Social Selling

Social selling can mean a number of things:

  • Making your LinkedIn profile not suck.
  • Using LinkedIn to connect with new sales prospects.
  • Engaging with prospects in real-time on Twitter.
  • Building your brand and credibility on a blog.
  • Connecting with influencers to broaden your reach.

Social selling is all of these things…but these are also lowest common denominator activities that any sales and/or marketing professional with half a brain should be doing every day.  There are definitely right ways and wrong ways to sell through social online, but social selling best practices are pretty easy to teach and learn.

We Believe that Social Selling Starts with Data

In short, your data (and your prospects’ data) are the biggest opportunity (and the biggest challenge) with social selling.  Case in point, using automated data collection, connectors, and marketing logic, you can extend “social” selling into a cross-channel marketing powerhouse.

So what can you do with data-driven social selling?  You can:

Broaden Your Sales Efforts Across Channels

If your sales team is only using email and a phone to get their job done, then you might as well reward them with steak knives because they’re all coming in 2nd place.

Your prospects and customers are hanging out on social platforms to learn, source ideas, connect with friends, and — of course — procrastinate.  And your sales guys are hanging out on on social platforms as well, they’re probably just not properly trained and empowered to use the tools effectively.  Your sales strategy needs to include social considerations and provide clear guidelines and best practices that your team can execute.

For example, is your team blasting prospects with an endless barrage of “Quick question…” emails or ham-fisted LinkedIn connections?  Or are they augmenting their selling efforts with personal (or semi-automated) touches across social channels?

Personalize Your Marketing

It is awfully easy to find shared interests, connections, and experiences these days because everyone advertises their latest adventures on Facebook, Twitter, and LinkedIn.  Amateur sales teams use this data on an ad hoc basis to inform one-off emails and conversations.  Winning sales teams collect and use this data programmatically to personalize marketing conversations at scale.

For example, do all of your prospecting emails look the same?  Or are you personalizing emails based on shared LinkedIn connections or recent share conference experiences?  It is difficult to do at scale, but it is absolutely do-able.

Leverage Relationships At Scale

Relationships are the fundamental driver in a sales process. Products, features, and steak dinners are important, but customers ultimately buy from the people that they like.

Relationships are particularly important during the early stages of a sales process, when you’re prospecting a new opportunity or mapping relationships in an existing account.  Yet businesses universally stink when it comes to mapping relationships across their employee, partner, and customer networks.  Consequently, mission critical relationship insight remains hidden from view in email accounts, social media sites, CRM, and employee brains.  Unless you’re clairvoyant, this data won’t be terribly actionable.

Social selling is about understanding relationship data and using it to your advantage programmatically.    Are your market response reps working the same script for every new sales inquiry?  Or are they changing the script based on the inquiry’s social connections with your organization?

Semi-Automate Your Outbound Sales Programs

It is incredibly challenging to build a modern outbound sales engine on your own.

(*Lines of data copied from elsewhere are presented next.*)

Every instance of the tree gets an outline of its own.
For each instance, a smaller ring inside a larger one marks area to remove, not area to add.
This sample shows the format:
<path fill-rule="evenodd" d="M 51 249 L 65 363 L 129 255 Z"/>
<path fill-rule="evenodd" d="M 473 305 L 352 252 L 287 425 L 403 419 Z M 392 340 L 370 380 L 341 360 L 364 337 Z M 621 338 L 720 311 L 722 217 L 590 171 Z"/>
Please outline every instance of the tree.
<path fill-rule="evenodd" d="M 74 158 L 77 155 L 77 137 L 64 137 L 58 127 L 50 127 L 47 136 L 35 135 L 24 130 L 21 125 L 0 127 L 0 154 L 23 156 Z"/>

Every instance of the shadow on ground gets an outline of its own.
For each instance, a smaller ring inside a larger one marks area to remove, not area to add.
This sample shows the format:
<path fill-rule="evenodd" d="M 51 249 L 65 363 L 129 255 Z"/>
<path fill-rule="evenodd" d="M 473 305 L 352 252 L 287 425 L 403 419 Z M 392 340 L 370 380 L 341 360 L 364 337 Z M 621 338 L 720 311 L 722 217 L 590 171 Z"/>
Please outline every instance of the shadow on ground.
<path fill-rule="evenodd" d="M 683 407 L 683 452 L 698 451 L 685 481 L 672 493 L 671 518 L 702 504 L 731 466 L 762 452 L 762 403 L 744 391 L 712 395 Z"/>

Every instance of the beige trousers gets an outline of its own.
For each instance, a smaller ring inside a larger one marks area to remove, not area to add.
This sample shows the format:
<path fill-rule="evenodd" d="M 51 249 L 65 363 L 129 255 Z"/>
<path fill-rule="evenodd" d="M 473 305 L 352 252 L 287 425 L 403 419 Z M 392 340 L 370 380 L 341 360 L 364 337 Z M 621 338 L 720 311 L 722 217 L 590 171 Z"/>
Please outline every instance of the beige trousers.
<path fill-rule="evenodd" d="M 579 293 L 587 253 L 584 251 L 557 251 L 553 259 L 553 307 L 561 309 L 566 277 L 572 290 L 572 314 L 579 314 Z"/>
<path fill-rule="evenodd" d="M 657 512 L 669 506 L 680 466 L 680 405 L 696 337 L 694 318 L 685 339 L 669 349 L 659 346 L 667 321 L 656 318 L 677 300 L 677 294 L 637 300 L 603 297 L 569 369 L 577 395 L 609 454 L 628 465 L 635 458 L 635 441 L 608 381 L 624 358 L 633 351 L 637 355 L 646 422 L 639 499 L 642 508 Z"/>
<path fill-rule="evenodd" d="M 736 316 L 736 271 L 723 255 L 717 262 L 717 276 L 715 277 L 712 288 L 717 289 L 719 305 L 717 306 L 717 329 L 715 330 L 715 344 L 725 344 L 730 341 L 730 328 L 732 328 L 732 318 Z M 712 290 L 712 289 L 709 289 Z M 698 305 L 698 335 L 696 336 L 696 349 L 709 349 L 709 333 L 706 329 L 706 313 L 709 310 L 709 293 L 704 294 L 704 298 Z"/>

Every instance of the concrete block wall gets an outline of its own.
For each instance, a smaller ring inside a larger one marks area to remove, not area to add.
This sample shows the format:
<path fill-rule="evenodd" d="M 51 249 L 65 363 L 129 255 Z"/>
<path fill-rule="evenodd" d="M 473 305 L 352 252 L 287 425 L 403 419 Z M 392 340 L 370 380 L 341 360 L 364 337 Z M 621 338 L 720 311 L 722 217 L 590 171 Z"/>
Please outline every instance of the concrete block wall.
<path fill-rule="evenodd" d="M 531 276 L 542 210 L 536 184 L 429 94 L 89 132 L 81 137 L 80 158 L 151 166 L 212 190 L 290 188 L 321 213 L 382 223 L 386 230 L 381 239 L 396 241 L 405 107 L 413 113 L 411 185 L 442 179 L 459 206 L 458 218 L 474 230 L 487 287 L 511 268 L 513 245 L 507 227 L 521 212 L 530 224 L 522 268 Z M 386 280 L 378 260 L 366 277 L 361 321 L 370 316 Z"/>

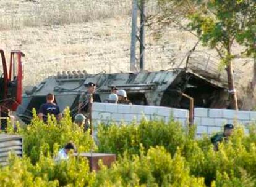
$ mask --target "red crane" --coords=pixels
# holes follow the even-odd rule
[[[9,72],[3,50],[0,49],[0,129],[5,130],[10,111],[15,111],[22,102],[23,66],[25,55],[19,50],[10,54]]]

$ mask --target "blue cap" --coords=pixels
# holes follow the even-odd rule
[[[224,129],[233,129],[234,128],[234,125],[233,124],[226,124],[224,126]]]

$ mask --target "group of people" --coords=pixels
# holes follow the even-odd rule
[[[84,130],[86,131],[90,125],[90,107],[93,102],[93,95],[96,91],[96,85],[93,82],[89,82],[85,84],[85,86],[87,87],[87,89],[79,96],[77,114],[74,117],[74,122],[79,126],[83,127]],[[118,89],[116,86],[111,87],[111,93],[105,101],[109,103],[132,105],[127,98],[126,90]],[[62,117],[59,107],[54,103],[54,96],[51,93],[47,94],[46,103],[40,106],[38,117],[44,122],[46,122],[48,114],[54,115],[58,121]]]

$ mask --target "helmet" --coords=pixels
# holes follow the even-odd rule
[[[127,97],[126,92],[124,90],[119,90],[117,91],[117,95],[122,96],[124,97]]]
[[[75,122],[83,122],[85,119],[85,116],[82,114],[77,114],[75,116]]]
[[[108,97],[108,100],[111,101],[118,101],[118,96],[116,94],[111,94]]]

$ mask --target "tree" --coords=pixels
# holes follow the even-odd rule
[[[161,16],[158,19],[161,21],[158,23],[168,25],[171,21],[177,20],[173,19],[177,15],[187,18],[189,23],[186,28],[195,31],[203,45],[216,50],[221,63],[226,66],[231,108],[238,109],[232,64],[235,55],[237,55],[234,50],[234,44],[237,43],[244,47],[243,54],[255,57],[256,1],[158,0],[158,2],[162,10]]]

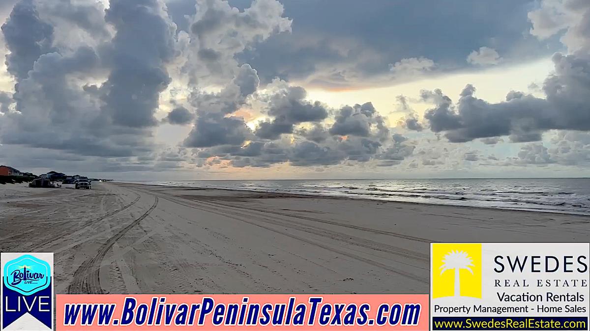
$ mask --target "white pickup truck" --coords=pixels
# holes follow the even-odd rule
[[[74,182],[76,185],[76,188],[87,188],[90,190],[92,188],[92,184],[88,181],[87,179],[78,179]]]

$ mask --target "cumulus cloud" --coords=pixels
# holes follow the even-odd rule
[[[498,64],[502,60],[496,49],[489,47],[480,47],[477,51],[473,51],[467,56],[467,62],[478,65],[490,65]]]
[[[240,117],[224,117],[218,112],[199,115],[192,130],[184,141],[187,147],[211,147],[218,145],[241,145],[251,131]]]
[[[369,137],[372,134],[385,138],[389,133],[383,117],[371,102],[342,107],[335,120],[329,130],[332,135]]]
[[[513,91],[506,101],[490,103],[467,85],[455,105],[440,90],[424,91],[423,100],[436,105],[425,115],[431,130],[444,131],[454,143],[506,135],[513,142],[534,141],[552,129],[590,130],[590,58],[558,53],[552,59],[555,72],[543,84],[545,98]]]
[[[150,155],[159,147],[153,127],[160,123],[155,115],[173,79],[223,78],[208,65],[195,71],[187,64],[199,54],[199,63],[214,62],[216,52],[231,59],[253,43],[289,31],[290,21],[282,13],[276,0],[256,0],[242,11],[212,0],[199,3],[187,32],[178,30],[161,0],[112,0],[106,9],[96,1],[21,0],[2,26],[9,51],[6,67],[17,84],[14,97],[0,93],[0,141],[153,159]],[[235,111],[255,92],[256,71],[235,59],[225,63],[231,64],[231,79],[220,93],[202,92],[203,80],[194,80],[187,101],[205,114],[195,127],[216,123],[231,132],[220,138],[205,128],[192,133],[188,145],[241,142],[248,133],[241,118],[223,114]],[[208,114],[216,111],[221,114]],[[192,112],[177,107],[163,121],[185,124],[194,120]],[[169,168],[161,162],[172,161],[168,158],[160,166]]]
[[[435,67],[434,61],[425,58],[409,58],[389,64],[389,71],[396,76],[421,75]]]
[[[165,121],[171,124],[178,124],[181,125],[188,124],[190,123],[195,115],[188,111],[183,107],[178,107],[173,109],[166,115]]]
[[[255,134],[264,139],[277,139],[281,134],[293,132],[295,125],[320,122],[328,116],[326,107],[319,101],[306,100],[302,87],[286,86],[266,100],[267,114],[272,118],[258,123]]]

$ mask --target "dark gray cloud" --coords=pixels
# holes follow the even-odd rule
[[[231,3],[245,8],[249,1]],[[556,40],[523,37],[535,0],[461,0],[452,5],[435,1],[425,6],[389,0],[283,3],[285,15],[293,19],[292,34],[273,36],[238,54],[258,69],[264,82],[278,77],[324,87],[397,82],[414,78],[396,80],[391,75],[389,65],[404,59],[430,59],[440,65],[432,71],[436,74],[470,67],[466,57],[482,47],[494,48],[509,63],[550,55],[548,44],[558,47]]]
[[[330,137],[330,133],[326,127],[317,123],[314,124],[310,128],[301,128],[296,133],[314,143],[323,143]]]
[[[241,145],[251,131],[240,117],[224,117],[218,112],[200,112],[192,130],[184,141],[187,147]]]
[[[41,21],[32,0],[23,0],[15,5],[6,22],[2,25],[6,45],[8,72],[17,80],[27,78],[33,64],[42,54],[54,51],[53,27]]]
[[[549,130],[590,130],[590,98],[584,92],[590,88],[588,58],[557,54],[553,60],[555,73],[545,80],[545,99],[511,92],[506,101],[490,103],[468,85],[455,107],[440,90],[423,92],[437,103],[425,115],[431,130],[444,131],[454,143],[505,135],[513,142],[534,141]]]
[[[0,91],[0,113],[8,112],[10,105],[14,102],[12,95],[6,92]]]
[[[183,125],[188,124],[195,118],[195,115],[183,107],[178,107],[173,109],[165,118],[165,121],[171,124]]]
[[[255,131],[264,139],[277,139],[281,134],[292,133],[294,125],[306,122],[320,122],[328,116],[327,107],[319,101],[306,100],[302,87],[287,86],[268,98],[267,114],[273,120],[258,123]]]
[[[101,88],[103,111],[116,125],[155,125],[160,92],[171,81],[165,65],[176,52],[176,26],[157,0],[111,0],[105,19],[117,32],[104,51],[112,69]]]
[[[389,132],[384,124],[383,117],[371,102],[342,107],[335,120],[329,130],[332,135],[369,137],[372,134],[372,129],[375,128],[379,131],[375,134],[384,137]]]
[[[393,145],[385,150],[378,156],[382,160],[381,166],[389,166],[399,164],[405,158],[414,153],[416,146],[409,143],[408,138],[399,134],[392,137]]]
[[[191,104],[201,111],[231,114],[246,102],[246,98],[256,92],[260,81],[256,70],[248,64],[238,68],[235,76],[218,93],[194,92]]]
[[[423,91],[422,99],[436,105],[425,115],[432,131],[444,132],[454,143],[502,136],[530,142],[550,130],[590,131],[590,2],[545,1],[529,18],[537,37],[565,31],[562,41],[572,51],[553,55],[555,69],[543,84],[545,98],[513,91],[505,101],[490,103],[476,97],[475,88],[467,85],[454,105],[440,90]],[[548,21],[552,19],[561,21]]]
[[[166,22],[157,1],[111,1],[106,17],[116,34],[104,41],[107,22],[99,14],[104,8],[100,2],[94,8],[90,4],[22,0],[13,8],[2,33],[11,51],[9,72],[17,83],[18,111],[0,120],[2,143],[107,157],[154,147],[151,131],[143,127],[153,124],[159,91],[169,81],[163,65],[174,45],[164,36],[173,35],[173,25]],[[40,18],[39,6],[47,21]],[[57,12],[61,16],[51,16]],[[142,19],[122,21],[130,14]],[[101,25],[101,18],[102,29],[96,29],[101,31],[88,33]],[[60,25],[56,32],[52,24],[64,22],[70,30]],[[65,32],[97,39],[52,45],[55,35]],[[142,36],[149,42],[140,41]],[[88,84],[106,75],[101,85]]]

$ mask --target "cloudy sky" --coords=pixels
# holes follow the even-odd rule
[[[587,0],[3,0],[0,164],[590,176]]]

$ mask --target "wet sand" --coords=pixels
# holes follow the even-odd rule
[[[0,211],[57,293],[425,293],[431,242],[590,241],[586,216],[113,183],[2,185]]]

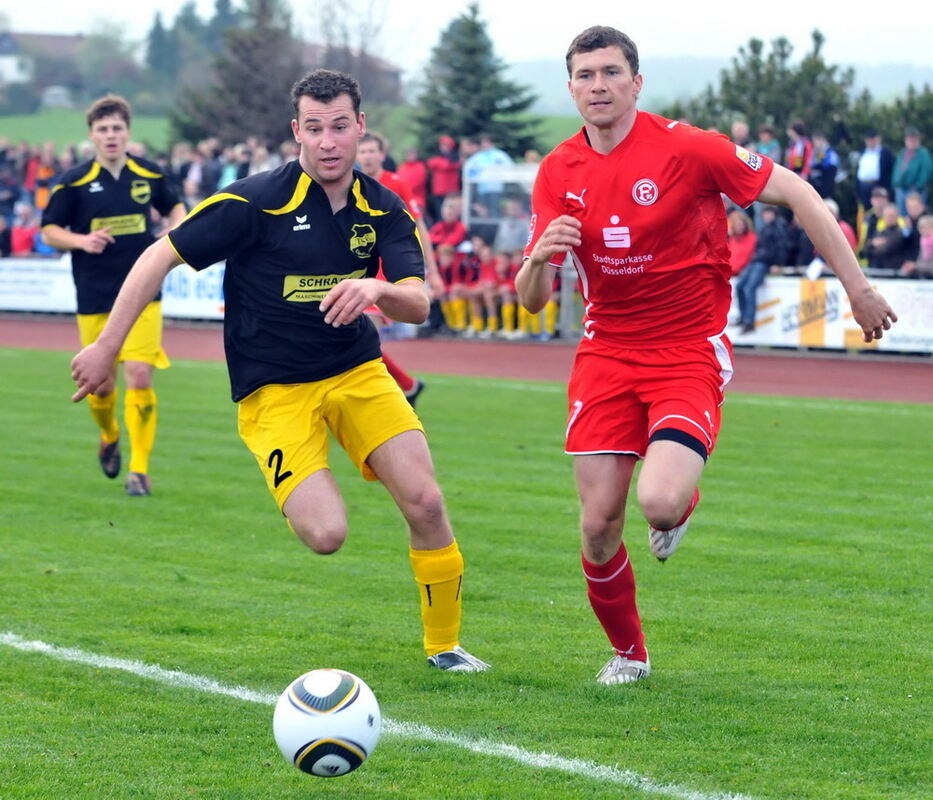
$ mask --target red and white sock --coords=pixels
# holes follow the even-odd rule
[[[399,388],[406,394],[415,388],[415,379],[396,364],[388,355],[382,354],[382,361],[386,365],[389,374],[395,379]]]
[[[596,618],[616,653],[645,661],[645,634],[635,604],[635,573],[625,544],[605,564],[592,564],[581,555],[587,595]]]

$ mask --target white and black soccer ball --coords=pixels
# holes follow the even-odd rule
[[[342,669],[315,669],[296,678],[272,715],[285,760],[321,778],[353,772],[373,752],[381,730],[372,689]]]

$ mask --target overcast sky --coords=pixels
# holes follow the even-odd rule
[[[440,32],[466,2],[453,0],[352,0],[370,17],[383,19],[374,52],[406,70],[422,66]],[[4,4],[11,29],[22,33],[86,33],[95,21],[120,23],[127,35],[142,39],[152,25],[156,9],[171,23],[184,0],[88,0]],[[237,3],[241,5],[242,3]],[[290,0],[294,20],[305,38],[315,38],[314,22],[321,13],[343,6],[340,0]],[[50,6],[54,5],[54,11]],[[842,3],[818,0],[781,0],[777,3],[738,3],[724,0],[659,0],[620,3],[588,0],[573,3],[480,0],[480,13],[488,23],[497,55],[507,62],[538,58],[561,59],[569,40],[590,25],[612,25],[629,34],[642,57],[733,55],[752,36],[766,42],[785,36],[795,56],[808,49],[810,32],[826,36],[825,56],[830,63],[912,63],[933,66],[933,12],[921,3],[894,3],[888,11],[865,11],[855,0]],[[196,0],[202,17],[213,14],[214,0]],[[922,11],[920,9],[923,9]],[[371,9],[367,12],[366,9]],[[546,10],[547,9],[547,10]],[[622,10],[624,9],[624,11]],[[926,22],[923,22],[926,17]],[[319,38],[319,37],[317,37]]]

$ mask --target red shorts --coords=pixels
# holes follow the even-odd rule
[[[732,378],[732,343],[725,336],[659,350],[592,352],[586,342],[581,349],[567,387],[568,454],[644,458],[659,431],[687,434],[712,453]]]

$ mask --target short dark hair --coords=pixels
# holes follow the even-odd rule
[[[360,94],[360,84],[356,78],[346,72],[334,72],[330,69],[313,70],[292,86],[292,105],[295,107],[295,117],[298,117],[298,101],[302,97],[310,97],[321,103],[330,103],[342,94],[350,96],[353,113],[359,116],[363,96]]]
[[[385,139],[383,139],[378,133],[372,133],[372,132],[364,133],[360,137],[359,143],[365,144],[366,142],[375,142],[376,147],[379,148],[380,153],[384,153],[386,151]]]
[[[118,94],[105,94],[87,110],[87,126],[90,128],[97,120],[112,116],[122,117],[126,127],[130,127],[130,104]]]
[[[618,47],[632,68],[632,75],[638,74],[638,48],[635,42],[622,31],[606,25],[587,28],[570,43],[570,47],[567,48],[567,74],[572,77],[570,62],[577,53],[591,53],[604,47]]]

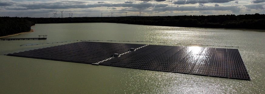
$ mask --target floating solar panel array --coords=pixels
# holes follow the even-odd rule
[[[83,41],[7,55],[250,80],[236,49]]]

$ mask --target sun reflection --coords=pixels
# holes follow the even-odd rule
[[[191,46],[189,47],[189,52],[191,52],[191,54],[198,54],[201,52],[202,47],[198,46]]]

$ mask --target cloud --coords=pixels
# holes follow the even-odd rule
[[[198,5],[199,7],[202,7],[204,6],[204,4],[202,3],[199,3],[199,5]]]
[[[149,2],[151,1],[155,1],[158,2],[163,2],[166,1],[166,0],[129,0],[132,1],[143,1],[144,2]]]
[[[265,8],[265,5],[264,4],[251,4],[245,5],[246,7],[250,9],[264,9]]]
[[[251,0],[251,2],[252,3],[258,3],[265,2],[265,0]]]
[[[236,6],[219,6],[218,7],[208,6],[199,7],[195,6],[168,6],[165,8],[154,8],[153,11],[229,11],[233,13],[239,13],[240,8]]]
[[[224,3],[235,0],[173,0],[172,2],[172,3],[175,4],[182,5],[196,3],[205,4],[210,3]]]
[[[132,4],[134,3],[135,2],[136,2],[135,1],[126,1],[124,2],[124,3],[130,3],[130,4]]]
[[[26,9],[25,8],[5,8],[7,10],[28,10],[27,9]]]
[[[11,6],[13,5],[15,3],[11,2],[2,2],[0,1],[0,6]]]
[[[219,5],[218,4],[216,3],[215,4],[214,4],[214,5],[213,6],[215,7],[218,7],[220,6],[220,5]]]
[[[235,3],[237,4],[238,4],[238,1],[235,1]]]

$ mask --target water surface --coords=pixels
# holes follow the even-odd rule
[[[47,39],[0,41],[0,54],[78,41],[21,45],[81,40],[237,49],[251,80],[246,81],[1,55],[0,93],[242,94],[262,93],[265,90],[265,82],[263,81],[265,80],[263,73],[265,69],[264,32],[253,30],[107,23],[39,24],[32,27],[32,29],[35,31],[6,38],[34,37],[39,35],[47,35]],[[106,41],[108,40],[153,42]],[[215,46],[205,45],[207,45]]]

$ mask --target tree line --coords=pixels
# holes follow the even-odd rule
[[[265,29],[265,15],[31,18],[36,24],[107,22],[151,25]]]
[[[265,15],[66,18],[0,17],[0,36],[30,30],[35,24],[112,23],[161,26],[265,29]],[[4,23],[6,23],[5,24]]]
[[[29,31],[35,24],[25,18],[0,17],[0,36]]]

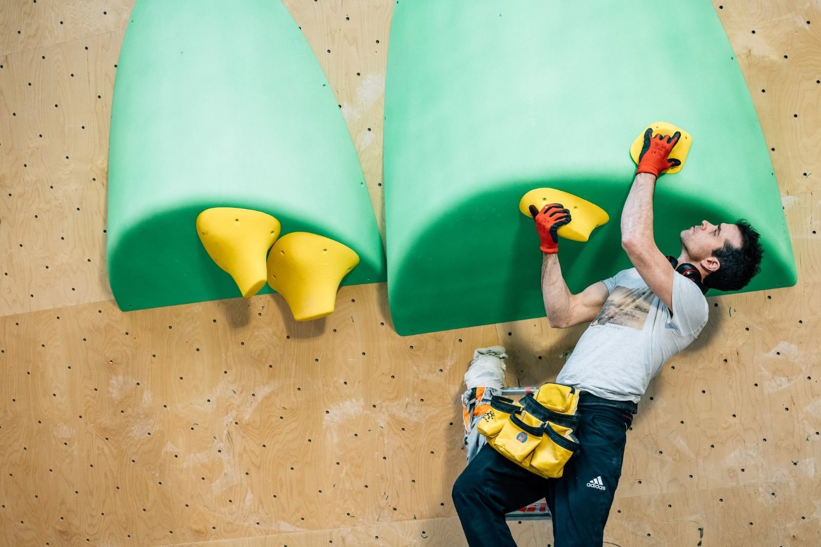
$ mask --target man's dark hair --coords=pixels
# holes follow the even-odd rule
[[[729,241],[723,247],[713,251],[721,267],[704,278],[704,284],[719,291],[738,291],[746,286],[761,269],[764,248],[759,239],[761,235],[741,218],[736,223],[741,232],[741,246],[736,247]]]

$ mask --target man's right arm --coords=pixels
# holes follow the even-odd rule
[[[579,294],[571,294],[562,277],[557,254],[543,253],[542,297],[551,327],[566,329],[592,321],[609,295],[607,286],[601,281]]]

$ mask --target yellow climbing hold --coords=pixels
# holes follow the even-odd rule
[[[231,274],[246,298],[265,284],[265,253],[279,231],[278,220],[250,209],[213,207],[197,216],[197,234],[209,256]]]
[[[310,321],[333,311],[339,283],[359,264],[346,246],[314,233],[282,236],[268,257],[268,283],[282,295],[294,319]]]
[[[535,205],[539,211],[545,205],[560,203],[570,211],[570,223],[558,229],[557,233],[574,241],[586,241],[590,232],[610,220],[604,209],[587,200],[555,188],[536,188],[521,196],[519,210],[525,216],[531,216],[530,206]]]
[[[667,156],[670,159],[675,159],[681,162],[681,165],[677,165],[674,168],[670,168],[669,169],[665,169],[662,172],[665,174],[672,174],[674,172],[678,172],[684,167],[684,160],[687,159],[687,153],[690,152],[690,147],[693,144],[693,137],[690,136],[690,133],[684,131],[681,127],[672,125],[672,123],[667,123],[667,122],[656,122],[647,126],[641,130],[639,133],[639,136],[635,138],[633,144],[630,147],[630,155],[633,158],[633,161],[636,164],[639,163],[639,154],[641,154],[641,148],[644,145],[644,131],[649,127],[653,130],[653,135],[658,135],[661,133],[662,135],[667,135],[672,136],[672,134],[676,131],[681,131],[681,136],[679,138],[678,142],[673,146],[672,150],[670,152],[670,155]]]

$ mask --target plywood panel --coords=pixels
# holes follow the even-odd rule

The complex combination of data, process, and people required to build an effective program is difficult to thread together.  Turns out that social provides the lynchpin that simplifies the process and helps create scale.

The “develop persona – build prospect list – create curiosity” cycle is a bit different for every business, but social plays a consistent role across markets, segments, and verticals.  It provides a research platform for persona and prospect development, a testing platform to validate messaging, and an addressable channel for targeted outreach.

Are you buying random lists of people from Data.com and then executing meh sales outreach programs? Or are you creating personas like “Molly Marketer” that reflect your target customer and then using a mix of human-assisted and automated tools and services to target every “Molly” in every target company with a hyper-personalized outbound cadence?